In the situation where there is an array nested within an array, how would I count the number of a specific value? For example, I want to count the number of "answers" in the document below. query should return that there are 2 apples and 1 banana.
{
"_id" : ObjectId("52c1d909fc7fc68ddd999a73"),
"name" : "Some survey",
"questions" : [
{
"_id" : ObjectId("52c1e250fc7fc68ddd999a75"),
"answers" :
[
{
"userId" : "some GUIDs",
"answer" : "apple"
},
{
"userId" : "some GUID",
"answer" : "apple"
},
{
"userId" : "some GUID",
"answer" : "banana"
}
],
"questionText" : "blah blah blah...",
"questionType" : "multiple choice"
}
]
}
There are a few ways to approach this depending on how much data you need to process. You could use the Aggregation Framework in MongoDB 2.2+, or possibly Map/Reduce. See Aggregation Commands Comparison for a summary of the features and limitations.
Here's an example using the Aggregation Framework:
db.fruit.aggregate(
// Limit matching documents (can take advantage of index)
{ $match: {
"_id" : ObjectId("52c1d909fc7fc68ddd999a73")
}},
// Unpack the question & answer arrays
{ $unwind: "$questions" },
{ $unwind: "$questions.answers" },
// Group by the answer values
{ $group: {
_id: "$questions.answers.answer",
count: { $sum: 1 }
}}
)
For your sample document this returns:
{
"result" : [
{
"_id" : "banana",
"count" : 1
},
{
"_id" : "apple",
"count" : 2
}
],
"ok" : 1
}
Here is one way to skin your cat using the aggregate framework. Once you learn it you can do a lot of good stuff with you data.

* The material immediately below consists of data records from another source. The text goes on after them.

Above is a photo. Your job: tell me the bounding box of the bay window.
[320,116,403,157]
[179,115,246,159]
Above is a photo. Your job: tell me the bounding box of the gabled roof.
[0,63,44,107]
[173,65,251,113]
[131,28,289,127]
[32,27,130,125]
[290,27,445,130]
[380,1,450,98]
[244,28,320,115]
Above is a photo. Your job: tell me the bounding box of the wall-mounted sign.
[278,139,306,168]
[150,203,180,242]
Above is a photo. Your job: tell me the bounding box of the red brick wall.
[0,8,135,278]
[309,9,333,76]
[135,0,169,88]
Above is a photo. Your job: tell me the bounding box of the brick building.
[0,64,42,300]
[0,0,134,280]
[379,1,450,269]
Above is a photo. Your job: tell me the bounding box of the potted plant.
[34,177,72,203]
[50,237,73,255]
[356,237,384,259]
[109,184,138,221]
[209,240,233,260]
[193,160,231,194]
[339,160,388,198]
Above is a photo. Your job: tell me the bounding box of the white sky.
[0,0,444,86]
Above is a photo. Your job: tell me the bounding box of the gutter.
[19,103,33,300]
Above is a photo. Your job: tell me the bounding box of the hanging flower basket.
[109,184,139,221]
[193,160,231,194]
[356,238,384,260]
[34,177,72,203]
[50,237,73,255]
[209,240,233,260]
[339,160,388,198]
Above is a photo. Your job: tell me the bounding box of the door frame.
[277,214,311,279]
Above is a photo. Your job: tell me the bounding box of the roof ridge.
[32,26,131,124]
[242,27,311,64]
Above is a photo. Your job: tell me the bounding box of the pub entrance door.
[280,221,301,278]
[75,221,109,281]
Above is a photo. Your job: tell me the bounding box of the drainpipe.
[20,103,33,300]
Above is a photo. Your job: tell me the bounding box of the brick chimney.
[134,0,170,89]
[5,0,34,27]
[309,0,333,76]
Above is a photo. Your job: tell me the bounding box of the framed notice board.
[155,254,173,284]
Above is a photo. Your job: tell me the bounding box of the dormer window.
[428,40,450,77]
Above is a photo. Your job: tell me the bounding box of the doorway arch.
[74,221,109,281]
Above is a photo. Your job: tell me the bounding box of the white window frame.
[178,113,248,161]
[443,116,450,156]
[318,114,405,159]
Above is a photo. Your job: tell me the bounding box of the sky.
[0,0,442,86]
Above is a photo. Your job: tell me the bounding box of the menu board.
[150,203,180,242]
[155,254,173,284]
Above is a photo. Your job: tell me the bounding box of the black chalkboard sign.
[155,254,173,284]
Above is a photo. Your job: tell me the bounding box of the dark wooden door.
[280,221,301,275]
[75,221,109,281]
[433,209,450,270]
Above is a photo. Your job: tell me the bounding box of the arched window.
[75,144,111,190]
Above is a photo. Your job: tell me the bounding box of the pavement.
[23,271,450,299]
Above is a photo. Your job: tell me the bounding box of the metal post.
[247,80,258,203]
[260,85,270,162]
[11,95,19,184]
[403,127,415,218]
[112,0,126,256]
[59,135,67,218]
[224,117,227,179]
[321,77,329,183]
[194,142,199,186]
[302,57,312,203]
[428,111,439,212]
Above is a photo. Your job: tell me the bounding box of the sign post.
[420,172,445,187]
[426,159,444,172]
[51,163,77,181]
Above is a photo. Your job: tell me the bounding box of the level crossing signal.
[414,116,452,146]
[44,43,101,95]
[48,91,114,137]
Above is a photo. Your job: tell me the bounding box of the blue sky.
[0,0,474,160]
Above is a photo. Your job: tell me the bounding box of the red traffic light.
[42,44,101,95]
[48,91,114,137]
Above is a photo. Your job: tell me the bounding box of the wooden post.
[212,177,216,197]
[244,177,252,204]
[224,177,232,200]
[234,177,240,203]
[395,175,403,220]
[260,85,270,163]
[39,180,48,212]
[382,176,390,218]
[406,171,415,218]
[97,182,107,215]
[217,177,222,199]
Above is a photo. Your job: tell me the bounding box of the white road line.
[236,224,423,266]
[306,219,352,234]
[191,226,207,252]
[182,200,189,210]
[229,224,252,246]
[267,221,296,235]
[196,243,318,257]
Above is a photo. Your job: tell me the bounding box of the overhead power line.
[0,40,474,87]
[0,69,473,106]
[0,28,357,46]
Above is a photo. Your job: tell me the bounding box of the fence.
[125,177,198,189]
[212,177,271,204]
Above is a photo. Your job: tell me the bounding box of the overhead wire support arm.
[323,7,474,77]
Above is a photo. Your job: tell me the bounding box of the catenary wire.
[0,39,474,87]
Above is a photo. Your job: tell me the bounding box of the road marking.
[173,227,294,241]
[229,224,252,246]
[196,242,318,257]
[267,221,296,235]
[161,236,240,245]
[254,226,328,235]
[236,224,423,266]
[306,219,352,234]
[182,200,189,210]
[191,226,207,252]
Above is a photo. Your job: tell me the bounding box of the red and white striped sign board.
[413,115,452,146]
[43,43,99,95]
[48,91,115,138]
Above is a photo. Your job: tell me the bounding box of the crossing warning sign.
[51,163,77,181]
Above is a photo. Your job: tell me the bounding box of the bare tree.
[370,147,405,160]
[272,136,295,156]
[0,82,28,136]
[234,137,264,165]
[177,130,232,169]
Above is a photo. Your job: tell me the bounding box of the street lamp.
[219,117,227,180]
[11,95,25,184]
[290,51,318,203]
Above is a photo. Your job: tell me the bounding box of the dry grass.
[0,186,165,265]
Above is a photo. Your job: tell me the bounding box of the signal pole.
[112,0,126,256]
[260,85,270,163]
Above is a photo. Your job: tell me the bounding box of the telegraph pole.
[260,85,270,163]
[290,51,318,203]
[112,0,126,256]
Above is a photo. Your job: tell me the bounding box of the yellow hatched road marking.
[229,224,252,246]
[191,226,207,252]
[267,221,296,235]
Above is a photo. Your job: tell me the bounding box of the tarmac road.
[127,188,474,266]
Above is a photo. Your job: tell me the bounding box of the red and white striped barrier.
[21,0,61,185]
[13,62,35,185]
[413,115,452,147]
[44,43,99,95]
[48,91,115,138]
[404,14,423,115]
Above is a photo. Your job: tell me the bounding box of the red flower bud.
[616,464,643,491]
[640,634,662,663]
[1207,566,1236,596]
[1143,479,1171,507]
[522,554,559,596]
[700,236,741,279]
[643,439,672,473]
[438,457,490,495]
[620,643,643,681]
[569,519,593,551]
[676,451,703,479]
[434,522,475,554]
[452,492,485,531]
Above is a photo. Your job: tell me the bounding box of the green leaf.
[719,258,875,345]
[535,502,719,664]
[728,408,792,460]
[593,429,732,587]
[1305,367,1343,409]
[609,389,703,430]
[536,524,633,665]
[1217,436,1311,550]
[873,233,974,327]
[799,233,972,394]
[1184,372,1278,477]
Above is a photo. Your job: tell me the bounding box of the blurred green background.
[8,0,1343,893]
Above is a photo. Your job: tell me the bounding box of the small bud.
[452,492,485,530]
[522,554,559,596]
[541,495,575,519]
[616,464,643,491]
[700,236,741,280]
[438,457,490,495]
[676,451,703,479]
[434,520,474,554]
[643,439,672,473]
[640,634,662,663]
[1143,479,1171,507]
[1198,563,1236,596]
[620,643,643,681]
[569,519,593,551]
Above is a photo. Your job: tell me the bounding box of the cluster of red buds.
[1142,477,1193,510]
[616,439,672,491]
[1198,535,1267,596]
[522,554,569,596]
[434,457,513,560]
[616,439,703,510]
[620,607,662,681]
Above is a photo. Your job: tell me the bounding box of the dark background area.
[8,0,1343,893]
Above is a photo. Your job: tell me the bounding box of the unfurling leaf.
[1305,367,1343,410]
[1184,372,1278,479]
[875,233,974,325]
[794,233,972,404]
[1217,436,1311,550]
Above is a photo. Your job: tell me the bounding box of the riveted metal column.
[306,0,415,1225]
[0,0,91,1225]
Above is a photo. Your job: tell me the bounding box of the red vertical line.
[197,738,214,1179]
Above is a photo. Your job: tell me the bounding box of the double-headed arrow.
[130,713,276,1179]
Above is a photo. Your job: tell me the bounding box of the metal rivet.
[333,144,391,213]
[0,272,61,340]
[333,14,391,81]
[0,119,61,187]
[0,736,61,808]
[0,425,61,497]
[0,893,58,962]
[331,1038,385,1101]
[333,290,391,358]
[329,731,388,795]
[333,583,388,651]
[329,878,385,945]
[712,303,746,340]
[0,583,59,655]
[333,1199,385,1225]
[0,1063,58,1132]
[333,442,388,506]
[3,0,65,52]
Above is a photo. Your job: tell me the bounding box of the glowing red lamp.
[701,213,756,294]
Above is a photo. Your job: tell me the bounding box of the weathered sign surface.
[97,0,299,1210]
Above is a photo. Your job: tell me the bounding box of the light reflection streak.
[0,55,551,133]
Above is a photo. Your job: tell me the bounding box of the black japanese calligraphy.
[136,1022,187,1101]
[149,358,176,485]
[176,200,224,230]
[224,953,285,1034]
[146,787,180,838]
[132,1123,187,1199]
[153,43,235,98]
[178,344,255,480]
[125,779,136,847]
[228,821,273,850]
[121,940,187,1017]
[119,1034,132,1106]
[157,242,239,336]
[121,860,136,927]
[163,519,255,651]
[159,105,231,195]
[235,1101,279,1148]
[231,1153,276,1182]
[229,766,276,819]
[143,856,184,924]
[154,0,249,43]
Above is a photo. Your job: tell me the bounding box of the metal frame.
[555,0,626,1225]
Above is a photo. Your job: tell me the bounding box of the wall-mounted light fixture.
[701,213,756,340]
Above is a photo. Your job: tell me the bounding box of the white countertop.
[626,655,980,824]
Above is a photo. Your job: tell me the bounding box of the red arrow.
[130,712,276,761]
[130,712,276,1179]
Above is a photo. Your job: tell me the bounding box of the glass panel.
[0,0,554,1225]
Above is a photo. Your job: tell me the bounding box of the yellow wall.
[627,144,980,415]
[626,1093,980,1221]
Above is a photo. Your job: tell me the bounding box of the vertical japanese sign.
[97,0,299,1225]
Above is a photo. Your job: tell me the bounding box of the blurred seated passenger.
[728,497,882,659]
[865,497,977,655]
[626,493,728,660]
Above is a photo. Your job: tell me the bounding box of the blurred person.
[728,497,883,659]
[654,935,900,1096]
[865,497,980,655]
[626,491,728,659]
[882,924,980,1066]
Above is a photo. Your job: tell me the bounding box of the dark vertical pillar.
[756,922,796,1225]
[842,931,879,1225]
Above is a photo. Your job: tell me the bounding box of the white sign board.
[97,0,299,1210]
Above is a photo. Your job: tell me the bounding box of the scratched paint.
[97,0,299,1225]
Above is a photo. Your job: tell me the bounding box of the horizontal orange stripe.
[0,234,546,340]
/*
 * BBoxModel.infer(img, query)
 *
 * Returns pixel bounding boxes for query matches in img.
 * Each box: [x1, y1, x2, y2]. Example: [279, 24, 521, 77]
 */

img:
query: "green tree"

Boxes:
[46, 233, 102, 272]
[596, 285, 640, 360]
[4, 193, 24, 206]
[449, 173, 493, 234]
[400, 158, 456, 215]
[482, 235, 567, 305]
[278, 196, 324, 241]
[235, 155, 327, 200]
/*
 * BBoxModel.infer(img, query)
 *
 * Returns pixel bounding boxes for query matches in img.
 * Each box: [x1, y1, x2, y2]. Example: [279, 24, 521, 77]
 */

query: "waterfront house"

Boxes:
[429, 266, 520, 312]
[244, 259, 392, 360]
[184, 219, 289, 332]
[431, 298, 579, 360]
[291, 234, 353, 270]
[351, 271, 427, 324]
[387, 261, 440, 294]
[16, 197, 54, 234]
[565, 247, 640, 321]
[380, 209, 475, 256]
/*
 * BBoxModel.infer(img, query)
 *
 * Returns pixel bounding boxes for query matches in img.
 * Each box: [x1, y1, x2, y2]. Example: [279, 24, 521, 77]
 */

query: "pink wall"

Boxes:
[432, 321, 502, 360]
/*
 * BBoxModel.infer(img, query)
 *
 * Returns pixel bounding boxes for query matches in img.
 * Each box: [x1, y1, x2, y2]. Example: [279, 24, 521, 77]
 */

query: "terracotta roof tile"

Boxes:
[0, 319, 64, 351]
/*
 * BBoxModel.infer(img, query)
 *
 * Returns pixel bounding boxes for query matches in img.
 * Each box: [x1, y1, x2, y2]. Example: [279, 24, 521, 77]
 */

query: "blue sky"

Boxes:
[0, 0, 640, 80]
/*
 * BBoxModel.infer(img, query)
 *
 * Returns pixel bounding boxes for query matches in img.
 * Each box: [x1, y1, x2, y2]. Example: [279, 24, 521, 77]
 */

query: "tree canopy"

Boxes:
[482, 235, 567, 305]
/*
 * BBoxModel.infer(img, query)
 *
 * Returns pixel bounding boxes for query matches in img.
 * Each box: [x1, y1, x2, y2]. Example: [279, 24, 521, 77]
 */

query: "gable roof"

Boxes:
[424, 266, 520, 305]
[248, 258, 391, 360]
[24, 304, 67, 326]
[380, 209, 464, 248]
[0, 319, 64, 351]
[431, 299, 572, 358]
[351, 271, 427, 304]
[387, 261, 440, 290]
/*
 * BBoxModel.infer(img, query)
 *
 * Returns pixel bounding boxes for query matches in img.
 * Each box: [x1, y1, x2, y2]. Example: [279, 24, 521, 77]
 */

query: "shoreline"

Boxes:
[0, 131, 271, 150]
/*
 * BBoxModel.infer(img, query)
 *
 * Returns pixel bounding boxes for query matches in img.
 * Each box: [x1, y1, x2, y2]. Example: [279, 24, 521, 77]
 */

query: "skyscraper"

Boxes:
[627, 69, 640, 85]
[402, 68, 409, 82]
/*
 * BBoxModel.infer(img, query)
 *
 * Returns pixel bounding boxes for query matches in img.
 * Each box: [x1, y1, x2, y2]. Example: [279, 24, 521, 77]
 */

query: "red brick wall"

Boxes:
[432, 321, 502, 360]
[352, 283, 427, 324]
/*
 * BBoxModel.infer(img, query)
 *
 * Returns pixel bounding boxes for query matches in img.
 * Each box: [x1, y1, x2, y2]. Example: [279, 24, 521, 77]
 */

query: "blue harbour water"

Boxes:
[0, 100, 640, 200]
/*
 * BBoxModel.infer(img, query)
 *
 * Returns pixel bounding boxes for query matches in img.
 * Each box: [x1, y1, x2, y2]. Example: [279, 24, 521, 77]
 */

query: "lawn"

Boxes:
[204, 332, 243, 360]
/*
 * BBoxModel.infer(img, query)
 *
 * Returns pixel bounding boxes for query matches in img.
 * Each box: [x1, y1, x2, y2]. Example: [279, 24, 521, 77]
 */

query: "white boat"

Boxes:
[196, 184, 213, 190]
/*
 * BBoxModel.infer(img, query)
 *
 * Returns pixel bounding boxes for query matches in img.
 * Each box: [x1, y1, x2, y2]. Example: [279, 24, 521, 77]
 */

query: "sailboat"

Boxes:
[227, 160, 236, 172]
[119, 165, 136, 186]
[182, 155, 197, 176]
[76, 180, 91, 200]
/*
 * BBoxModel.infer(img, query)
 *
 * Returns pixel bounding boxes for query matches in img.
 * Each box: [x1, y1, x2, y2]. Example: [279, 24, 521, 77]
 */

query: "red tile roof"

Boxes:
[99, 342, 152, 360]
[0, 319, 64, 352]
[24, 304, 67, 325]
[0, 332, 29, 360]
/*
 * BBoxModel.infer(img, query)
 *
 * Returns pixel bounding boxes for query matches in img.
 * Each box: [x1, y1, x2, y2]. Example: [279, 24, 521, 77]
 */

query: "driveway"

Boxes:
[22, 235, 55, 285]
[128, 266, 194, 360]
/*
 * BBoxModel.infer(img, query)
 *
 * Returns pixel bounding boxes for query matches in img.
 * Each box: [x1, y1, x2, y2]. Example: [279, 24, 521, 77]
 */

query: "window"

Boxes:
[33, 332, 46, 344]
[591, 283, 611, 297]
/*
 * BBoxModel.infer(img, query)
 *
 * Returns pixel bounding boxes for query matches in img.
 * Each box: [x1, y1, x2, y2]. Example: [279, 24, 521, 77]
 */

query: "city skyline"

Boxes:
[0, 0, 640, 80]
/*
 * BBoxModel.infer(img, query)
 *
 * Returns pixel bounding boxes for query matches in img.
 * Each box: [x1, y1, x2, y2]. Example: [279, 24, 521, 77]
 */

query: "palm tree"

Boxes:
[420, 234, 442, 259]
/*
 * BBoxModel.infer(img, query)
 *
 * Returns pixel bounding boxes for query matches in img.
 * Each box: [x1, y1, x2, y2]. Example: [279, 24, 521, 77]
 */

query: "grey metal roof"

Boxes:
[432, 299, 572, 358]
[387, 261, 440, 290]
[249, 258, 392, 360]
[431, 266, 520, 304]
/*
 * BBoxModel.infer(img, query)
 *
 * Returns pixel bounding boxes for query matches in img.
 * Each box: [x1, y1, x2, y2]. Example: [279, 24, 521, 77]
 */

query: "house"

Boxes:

db.so.aggregate([{$unwind:"$questions"}, {$unwind:"$questions.answers"}, {$group:{_id:"$questions.answers.answer", fruit_count:{$sum:1}}}])
Gives me this:
{
"result" : [
{
"_id" : "banana",
"fruit_count" : 1
},
{
"_id" : "apple",
"fruit_count" : 2
}
],
"ok" : 1
To be doubly sure, I added this doc:
db.so.insert({
"_id" : ObjectId("52c1d909fc7fc68ddd999a75"),
"name" : "Some survey",
"questions" : [
{
"_id" : ObjectId("52c1e250fc7fc68ddd999a75"),
"answers" :
[
{
"userId" : "some GUIDs",
"answer" : "orange"
},
{
"userId" : "some GUID",
"answer" : "orange"
},
{
"userId" : "some GUID",
"answer" : "banana"
}
],
"questionText" : "blah blah blah...",
"questionType" : "multiple choice"
}
]
})
My query now gives me:
{
"result" : [
{
"_id" : "orange",
"fruit_count" : 2
},
{
"_id" : "banana",
"fruit_count" : 2
},
{
"_id" : "apple",
"fruit_count" : 2
}
],
"ok" : 1
}